We decided to hit the original Starbucks Reserve Roastery in Capitol Hill. Caroline works for corporate Starbucks, so she could hook us up with a discount on merch and treats. Parking was going to be a nightmare (shocker), so we all crammed into one car to avoid extra drama.
I’ve been to the roastery in New York, but this one is special—it’s the OG. There’s something almost theatrical about the space: the roasting area, the hoppers, the pneumatic tubes shooting beans across the ceiling. It’s like a museum and a coffee lab rolled into one.
They offer a rare collection of coffees—including beans from Malawi and Rwanda. We didn’t need the guided tour because Caroline is basically a walking Wikipedia of coffee. I wanted to try the espresso martini, but I knew if I had one, I’d pass out on the spot.
Here are the hoppers, This is how their freshly roasted beans are delivered through their pneumatic system. This is where the master baristas tend, they have to have x amount of years at a regular Starbucks before being able to work here. It does take time to get the drinks, nothing like the regular Starbucks either.

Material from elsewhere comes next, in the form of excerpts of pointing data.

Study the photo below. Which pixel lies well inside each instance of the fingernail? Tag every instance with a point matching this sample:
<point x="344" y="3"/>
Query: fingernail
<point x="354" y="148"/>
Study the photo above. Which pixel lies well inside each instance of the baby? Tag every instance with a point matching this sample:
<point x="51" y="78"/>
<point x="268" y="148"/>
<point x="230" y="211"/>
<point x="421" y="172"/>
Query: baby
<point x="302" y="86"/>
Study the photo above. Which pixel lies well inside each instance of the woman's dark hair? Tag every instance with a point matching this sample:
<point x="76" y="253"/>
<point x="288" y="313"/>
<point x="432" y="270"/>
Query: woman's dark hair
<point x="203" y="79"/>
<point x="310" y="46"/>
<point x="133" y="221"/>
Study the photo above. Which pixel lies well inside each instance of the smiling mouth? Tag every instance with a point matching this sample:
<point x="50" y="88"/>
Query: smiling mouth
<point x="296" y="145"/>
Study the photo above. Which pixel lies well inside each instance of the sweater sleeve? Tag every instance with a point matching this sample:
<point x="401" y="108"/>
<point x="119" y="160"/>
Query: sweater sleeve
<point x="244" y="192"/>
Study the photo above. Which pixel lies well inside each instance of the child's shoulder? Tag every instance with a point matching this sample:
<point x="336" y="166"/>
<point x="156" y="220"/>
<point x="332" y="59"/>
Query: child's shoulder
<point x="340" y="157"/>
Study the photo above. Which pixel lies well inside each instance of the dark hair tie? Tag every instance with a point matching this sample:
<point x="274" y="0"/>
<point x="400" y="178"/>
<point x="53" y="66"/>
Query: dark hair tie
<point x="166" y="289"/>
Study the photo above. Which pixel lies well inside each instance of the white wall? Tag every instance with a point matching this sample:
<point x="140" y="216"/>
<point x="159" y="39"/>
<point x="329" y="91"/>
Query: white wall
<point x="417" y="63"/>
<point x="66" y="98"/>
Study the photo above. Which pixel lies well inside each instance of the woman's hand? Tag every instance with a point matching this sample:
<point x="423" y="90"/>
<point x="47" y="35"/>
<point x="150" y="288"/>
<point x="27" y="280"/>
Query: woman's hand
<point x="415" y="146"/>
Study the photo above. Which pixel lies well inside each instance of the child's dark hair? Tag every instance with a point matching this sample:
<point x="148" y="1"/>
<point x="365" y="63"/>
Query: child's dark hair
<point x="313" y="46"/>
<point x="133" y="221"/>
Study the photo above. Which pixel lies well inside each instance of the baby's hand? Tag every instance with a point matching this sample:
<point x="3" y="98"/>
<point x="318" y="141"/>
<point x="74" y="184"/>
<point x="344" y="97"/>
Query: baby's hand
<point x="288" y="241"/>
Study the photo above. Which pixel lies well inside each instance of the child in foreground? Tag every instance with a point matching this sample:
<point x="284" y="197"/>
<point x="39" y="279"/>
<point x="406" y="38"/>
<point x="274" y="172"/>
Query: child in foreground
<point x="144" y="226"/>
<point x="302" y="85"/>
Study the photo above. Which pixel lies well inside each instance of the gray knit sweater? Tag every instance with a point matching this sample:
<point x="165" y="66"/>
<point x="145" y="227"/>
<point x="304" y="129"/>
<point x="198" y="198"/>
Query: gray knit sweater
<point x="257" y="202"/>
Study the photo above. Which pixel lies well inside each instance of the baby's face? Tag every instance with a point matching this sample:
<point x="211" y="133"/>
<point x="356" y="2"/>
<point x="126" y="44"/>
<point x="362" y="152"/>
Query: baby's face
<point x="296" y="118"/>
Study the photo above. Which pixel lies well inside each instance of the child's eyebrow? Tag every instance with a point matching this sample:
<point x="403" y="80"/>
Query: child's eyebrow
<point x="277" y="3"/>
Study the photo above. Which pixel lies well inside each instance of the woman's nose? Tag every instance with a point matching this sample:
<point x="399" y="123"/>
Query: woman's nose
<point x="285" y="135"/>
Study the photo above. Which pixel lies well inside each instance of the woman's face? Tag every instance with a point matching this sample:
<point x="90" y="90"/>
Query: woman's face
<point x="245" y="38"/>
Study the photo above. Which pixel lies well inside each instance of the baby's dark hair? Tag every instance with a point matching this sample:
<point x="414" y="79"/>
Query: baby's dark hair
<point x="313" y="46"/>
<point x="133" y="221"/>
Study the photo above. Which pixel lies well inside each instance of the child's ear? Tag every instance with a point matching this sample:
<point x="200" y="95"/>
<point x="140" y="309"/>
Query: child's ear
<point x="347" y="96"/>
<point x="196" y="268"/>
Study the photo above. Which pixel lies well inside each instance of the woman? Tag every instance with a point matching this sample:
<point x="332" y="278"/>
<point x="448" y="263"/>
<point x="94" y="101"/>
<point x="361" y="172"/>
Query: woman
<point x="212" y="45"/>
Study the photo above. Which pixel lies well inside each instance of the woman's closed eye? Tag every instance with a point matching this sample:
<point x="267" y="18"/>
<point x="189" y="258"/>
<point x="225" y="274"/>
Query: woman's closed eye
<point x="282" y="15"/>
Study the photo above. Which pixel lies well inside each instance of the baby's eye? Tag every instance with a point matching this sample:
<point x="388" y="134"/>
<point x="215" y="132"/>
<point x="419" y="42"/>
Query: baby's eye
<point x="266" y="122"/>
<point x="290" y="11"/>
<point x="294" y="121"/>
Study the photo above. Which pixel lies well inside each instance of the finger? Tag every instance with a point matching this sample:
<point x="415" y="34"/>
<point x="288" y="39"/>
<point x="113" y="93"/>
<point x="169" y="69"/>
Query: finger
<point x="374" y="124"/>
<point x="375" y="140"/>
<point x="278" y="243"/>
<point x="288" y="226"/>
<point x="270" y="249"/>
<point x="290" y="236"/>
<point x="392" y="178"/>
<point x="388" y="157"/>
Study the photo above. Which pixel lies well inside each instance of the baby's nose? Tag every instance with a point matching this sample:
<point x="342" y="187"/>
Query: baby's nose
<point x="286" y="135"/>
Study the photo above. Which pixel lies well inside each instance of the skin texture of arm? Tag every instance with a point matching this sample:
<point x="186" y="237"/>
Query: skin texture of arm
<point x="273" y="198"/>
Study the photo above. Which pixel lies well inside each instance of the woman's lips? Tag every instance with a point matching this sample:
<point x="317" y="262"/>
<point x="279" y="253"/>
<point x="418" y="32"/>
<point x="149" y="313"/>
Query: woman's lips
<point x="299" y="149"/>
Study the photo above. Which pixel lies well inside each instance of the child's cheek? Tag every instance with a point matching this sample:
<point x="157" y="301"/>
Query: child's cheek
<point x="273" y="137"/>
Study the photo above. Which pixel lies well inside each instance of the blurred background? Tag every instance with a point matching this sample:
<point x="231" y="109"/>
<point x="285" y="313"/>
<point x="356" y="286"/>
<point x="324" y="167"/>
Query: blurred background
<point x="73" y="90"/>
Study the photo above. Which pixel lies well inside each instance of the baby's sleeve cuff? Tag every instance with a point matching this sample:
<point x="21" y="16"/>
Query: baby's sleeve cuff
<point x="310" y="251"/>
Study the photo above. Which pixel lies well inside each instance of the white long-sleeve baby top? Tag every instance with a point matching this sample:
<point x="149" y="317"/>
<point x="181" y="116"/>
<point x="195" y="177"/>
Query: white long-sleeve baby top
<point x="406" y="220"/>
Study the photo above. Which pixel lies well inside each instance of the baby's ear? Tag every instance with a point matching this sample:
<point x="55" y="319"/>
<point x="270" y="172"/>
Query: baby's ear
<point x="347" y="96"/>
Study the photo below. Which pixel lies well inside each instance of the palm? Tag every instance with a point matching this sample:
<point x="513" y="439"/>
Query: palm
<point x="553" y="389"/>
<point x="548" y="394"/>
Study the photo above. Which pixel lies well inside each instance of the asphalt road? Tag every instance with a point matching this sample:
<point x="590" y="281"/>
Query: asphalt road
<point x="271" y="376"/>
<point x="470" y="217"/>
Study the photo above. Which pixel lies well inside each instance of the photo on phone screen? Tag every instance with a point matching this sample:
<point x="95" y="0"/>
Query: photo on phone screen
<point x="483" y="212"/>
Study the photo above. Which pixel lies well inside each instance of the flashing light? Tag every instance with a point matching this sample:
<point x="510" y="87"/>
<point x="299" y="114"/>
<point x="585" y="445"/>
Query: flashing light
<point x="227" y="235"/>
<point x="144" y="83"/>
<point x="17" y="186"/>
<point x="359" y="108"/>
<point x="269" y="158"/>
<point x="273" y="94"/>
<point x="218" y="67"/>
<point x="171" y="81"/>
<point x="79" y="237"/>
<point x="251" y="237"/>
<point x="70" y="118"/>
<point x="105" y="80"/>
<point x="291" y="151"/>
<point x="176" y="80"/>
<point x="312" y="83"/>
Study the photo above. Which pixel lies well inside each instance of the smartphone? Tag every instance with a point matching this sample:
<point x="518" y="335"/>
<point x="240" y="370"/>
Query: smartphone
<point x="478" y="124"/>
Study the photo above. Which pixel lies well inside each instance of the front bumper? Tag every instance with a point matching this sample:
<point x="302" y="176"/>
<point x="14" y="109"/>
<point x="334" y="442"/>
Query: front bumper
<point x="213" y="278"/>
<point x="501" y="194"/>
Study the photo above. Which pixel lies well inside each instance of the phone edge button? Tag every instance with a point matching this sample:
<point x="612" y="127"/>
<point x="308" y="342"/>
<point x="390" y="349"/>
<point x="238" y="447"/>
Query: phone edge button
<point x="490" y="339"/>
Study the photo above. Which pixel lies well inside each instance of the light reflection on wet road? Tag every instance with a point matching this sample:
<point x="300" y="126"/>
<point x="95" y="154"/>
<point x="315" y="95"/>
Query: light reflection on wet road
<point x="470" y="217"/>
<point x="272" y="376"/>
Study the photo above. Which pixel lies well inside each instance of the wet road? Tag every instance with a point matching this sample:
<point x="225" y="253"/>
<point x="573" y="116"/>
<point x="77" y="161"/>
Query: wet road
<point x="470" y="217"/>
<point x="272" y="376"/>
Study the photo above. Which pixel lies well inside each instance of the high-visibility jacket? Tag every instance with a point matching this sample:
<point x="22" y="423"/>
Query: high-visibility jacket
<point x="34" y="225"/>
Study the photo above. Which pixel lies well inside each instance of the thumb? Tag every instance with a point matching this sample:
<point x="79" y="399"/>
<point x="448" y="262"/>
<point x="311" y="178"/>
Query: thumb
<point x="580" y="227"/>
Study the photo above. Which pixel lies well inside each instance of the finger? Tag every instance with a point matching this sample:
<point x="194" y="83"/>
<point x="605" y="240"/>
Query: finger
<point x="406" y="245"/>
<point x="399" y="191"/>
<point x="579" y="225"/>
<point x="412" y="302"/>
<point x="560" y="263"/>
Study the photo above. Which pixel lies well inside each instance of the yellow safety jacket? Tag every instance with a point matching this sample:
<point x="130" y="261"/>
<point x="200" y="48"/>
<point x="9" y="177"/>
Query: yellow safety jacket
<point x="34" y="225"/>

I went with a classic Americano made with Rwanda Sholi Kundwa beans. Caroline ordered a decaf affogato and insisted I try the raspberry cornetto. I wasn’t planning to get a pastry, but damn if it didn’t pair perfectly with my drink. I’m glad she twisted my arm.
They had sandwiches like prosciutto + fontina, smoked salmon + cream cheese, and prosciutto + Parmigiano Reggiano—all on various kinds of cornetto bread. If I hadn’t been so full, I would’ve ordered the salmon. Maybe next time.
After hanging out there for a couple of hours, we dropped Caroline off at her car near Shilshole Bay and made our way back downtown. By this time, I was starting to get familiar with the roads and what the signs mean. Sorta.
The second I got to the hotel room, I brushed my teeth, washed my face, and face-planted into the bed. I had over 10,000 steps in before the afternoon hit. No scrolling, no chatting, no nothing. I was knocked out cold.